All that said, do the outwardly horror elements gel with the psychedelic 70s almost Easy Rider-esque vibe of the rest of the movie? The latter involving Jody and his best friend/shotgun wielding mensch Reggie (Reggie Bannister) strumming away at guitars and multiple male characters sneaking into graveyards to have sex in public with mysterious women they just met in shapeless, extended scenes. The answer: yes and no.
On the negative side, Phantasm is oddly paced. The viewer feels like they spend too long watching inconsequential scenes. All the while vital parts of the story – including an early encounter Mike has with a magic fortune teller – are very undeveloped.
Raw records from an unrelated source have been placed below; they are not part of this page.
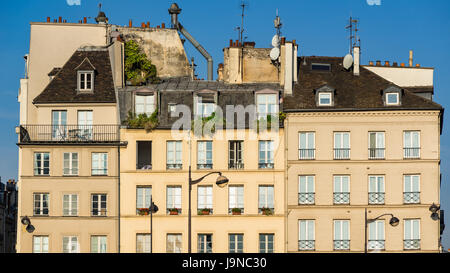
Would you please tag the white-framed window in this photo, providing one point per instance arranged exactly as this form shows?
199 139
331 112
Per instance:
70 205
99 204
341 185
266 198
266 243
411 189
392 99
376 235
85 81
173 198
143 244
70 164
98 244
376 145
266 154
341 235
204 155
40 244
376 189
174 154
99 163
41 204
306 235
411 142
267 104
412 234
306 145
235 243
174 243
41 164
341 145
205 197
70 244
325 99
144 104
306 192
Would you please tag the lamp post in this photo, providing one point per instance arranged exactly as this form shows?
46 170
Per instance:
221 181
394 221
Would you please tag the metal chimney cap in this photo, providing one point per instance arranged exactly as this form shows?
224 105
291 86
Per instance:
174 9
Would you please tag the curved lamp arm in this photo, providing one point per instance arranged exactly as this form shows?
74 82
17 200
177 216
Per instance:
193 182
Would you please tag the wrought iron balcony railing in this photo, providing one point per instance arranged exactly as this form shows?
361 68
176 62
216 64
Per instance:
341 244
341 198
411 197
376 198
341 154
69 134
411 244
306 198
306 245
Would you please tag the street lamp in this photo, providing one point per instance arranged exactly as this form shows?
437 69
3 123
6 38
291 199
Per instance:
221 182
394 221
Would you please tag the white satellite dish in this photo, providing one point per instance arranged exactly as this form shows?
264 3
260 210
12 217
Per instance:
275 53
276 41
348 61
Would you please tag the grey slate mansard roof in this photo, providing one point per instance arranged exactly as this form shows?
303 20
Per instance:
352 93
63 87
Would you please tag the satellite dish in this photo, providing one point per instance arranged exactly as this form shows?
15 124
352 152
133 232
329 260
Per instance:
275 53
276 41
348 61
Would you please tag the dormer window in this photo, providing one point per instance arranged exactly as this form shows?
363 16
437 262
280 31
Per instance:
85 81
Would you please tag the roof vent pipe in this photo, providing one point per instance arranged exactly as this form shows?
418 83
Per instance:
174 11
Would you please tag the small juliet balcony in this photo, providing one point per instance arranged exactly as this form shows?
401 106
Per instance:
68 134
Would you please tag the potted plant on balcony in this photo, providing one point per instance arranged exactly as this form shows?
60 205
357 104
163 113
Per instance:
236 211
173 211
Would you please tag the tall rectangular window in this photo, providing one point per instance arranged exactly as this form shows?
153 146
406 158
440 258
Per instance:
306 236
174 153
412 234
173 199
266 202
266 243
306 193
41 204
341 145
341 235
144 104
174 243
204 155
236 199
266 155
376 235
235 243
236 160
99 164
143 243
98 204
376 145
98 244
376 190
40 244
204 243
70 244
411 142
41 163
411 191
307 146
70 164
341 189
144 155
70 205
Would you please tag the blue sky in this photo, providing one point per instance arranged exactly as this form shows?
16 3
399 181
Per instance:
388 31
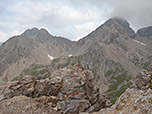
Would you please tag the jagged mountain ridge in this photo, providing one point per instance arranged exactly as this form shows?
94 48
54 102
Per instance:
111 51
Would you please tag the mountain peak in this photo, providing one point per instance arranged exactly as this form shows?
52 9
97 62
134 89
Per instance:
145 32
31 32
117 20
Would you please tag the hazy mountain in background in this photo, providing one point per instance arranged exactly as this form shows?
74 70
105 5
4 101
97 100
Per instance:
113 52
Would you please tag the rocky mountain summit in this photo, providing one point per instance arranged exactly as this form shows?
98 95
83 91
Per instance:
70 90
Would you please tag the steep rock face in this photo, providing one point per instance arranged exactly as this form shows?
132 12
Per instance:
113 52
33 46
25 105
135 100
145 32
71 90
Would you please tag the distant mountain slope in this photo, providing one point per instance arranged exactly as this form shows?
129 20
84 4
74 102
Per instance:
114 52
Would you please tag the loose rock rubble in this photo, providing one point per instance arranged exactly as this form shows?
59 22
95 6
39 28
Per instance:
70 90
135 100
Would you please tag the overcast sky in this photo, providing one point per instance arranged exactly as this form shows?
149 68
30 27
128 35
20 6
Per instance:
72 19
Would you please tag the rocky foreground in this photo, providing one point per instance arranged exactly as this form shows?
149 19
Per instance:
70 90
135 100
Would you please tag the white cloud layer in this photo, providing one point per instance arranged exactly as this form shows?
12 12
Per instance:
69 18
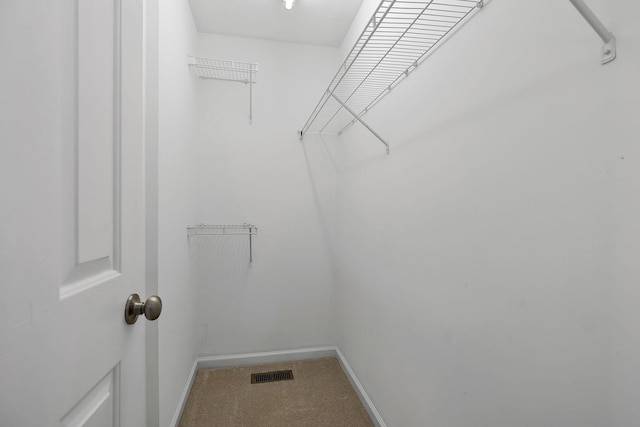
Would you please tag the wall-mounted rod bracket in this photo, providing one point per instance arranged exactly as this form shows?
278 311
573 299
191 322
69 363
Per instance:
357 117
609 48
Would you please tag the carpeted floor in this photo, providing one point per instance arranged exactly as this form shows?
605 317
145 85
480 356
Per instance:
319 395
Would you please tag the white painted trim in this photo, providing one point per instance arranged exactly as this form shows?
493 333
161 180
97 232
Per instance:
266 357
185 393
279 356
357 386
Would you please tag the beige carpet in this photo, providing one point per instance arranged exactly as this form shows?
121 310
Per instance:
319 395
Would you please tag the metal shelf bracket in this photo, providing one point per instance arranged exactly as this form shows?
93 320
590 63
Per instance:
609 48
357 117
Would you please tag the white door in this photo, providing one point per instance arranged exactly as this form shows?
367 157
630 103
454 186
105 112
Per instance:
71 212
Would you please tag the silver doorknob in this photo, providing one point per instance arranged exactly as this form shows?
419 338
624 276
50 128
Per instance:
151 308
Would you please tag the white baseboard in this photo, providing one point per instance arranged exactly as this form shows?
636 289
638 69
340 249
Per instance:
266 357
279 356
184 395
364 397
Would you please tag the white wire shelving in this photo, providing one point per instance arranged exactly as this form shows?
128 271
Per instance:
400 35
397 38
227 230
222 69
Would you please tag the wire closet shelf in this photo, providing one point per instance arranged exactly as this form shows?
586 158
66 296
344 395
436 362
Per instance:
397 38
223 69
245 229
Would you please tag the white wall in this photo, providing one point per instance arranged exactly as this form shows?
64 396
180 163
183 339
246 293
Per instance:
625 290
177 200
478 262
257 173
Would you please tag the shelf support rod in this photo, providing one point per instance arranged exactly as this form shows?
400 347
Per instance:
251 97
360 120
609 48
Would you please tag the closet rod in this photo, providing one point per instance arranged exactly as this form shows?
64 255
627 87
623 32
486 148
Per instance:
609 48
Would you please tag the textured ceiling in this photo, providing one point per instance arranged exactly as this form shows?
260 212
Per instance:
319 22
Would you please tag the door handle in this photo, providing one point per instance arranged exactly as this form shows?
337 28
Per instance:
151 308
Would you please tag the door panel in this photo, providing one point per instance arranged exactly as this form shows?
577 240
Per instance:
72 218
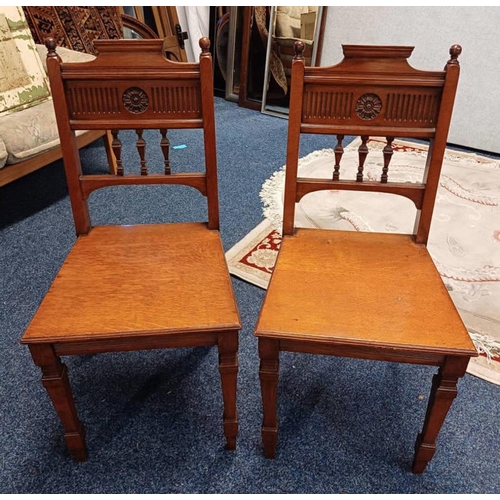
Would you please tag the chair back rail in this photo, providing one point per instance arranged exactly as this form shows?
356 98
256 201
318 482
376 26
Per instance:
373 91
131 85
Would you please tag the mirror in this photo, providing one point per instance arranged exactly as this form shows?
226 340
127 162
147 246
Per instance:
286 26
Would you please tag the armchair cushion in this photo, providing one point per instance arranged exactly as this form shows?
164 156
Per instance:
32 131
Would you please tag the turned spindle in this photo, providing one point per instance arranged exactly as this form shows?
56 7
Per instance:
141 148
116 146
388 152
362 153
339 151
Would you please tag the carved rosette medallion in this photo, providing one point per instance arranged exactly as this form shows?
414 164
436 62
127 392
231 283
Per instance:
368 106
135 100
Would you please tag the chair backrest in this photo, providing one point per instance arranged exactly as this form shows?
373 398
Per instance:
131 85
373 91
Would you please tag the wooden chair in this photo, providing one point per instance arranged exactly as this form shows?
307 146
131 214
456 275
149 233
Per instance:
365 295
150 286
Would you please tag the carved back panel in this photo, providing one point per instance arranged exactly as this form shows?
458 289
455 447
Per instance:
131 85
373 91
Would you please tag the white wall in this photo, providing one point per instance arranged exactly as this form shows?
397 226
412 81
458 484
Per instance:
432 31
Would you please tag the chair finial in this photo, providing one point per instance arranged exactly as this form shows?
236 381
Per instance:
455 51
299 49
204 44
51 45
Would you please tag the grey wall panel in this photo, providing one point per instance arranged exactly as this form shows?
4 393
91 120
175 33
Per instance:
432 30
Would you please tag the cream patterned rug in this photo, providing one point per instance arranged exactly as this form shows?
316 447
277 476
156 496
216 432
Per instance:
464 240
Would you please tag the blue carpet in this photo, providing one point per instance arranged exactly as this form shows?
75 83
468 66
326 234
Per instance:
154 419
The film seems to be hinting towards some grand idea that Mike represents the time when people learn about death with The Tall Man a metaphor for fears about mortality. Yet, the idea gets lost in the choppy, disjointed nature of the movie. To make that point hit home, Jody and Mike’s dead parents would need to have a bigger impact narratively. Instead, they are only mentioned briefly.
However, the fact that the movie just glides from one moment to the next without much connecting tissue does give the film an idiosyncratic, striking quality. Comparable in tone to both Michael Mann’s The Keep and Clive Barker’s Hellraiser – other later horrors with strange behind-the-scenes issues – Phantasm truly does feel like a dark dream. The type that upon waking you feel must be symbolic of something deep inside. And while you can’t really put a finger on exactly what, it sticks with you nonetheless.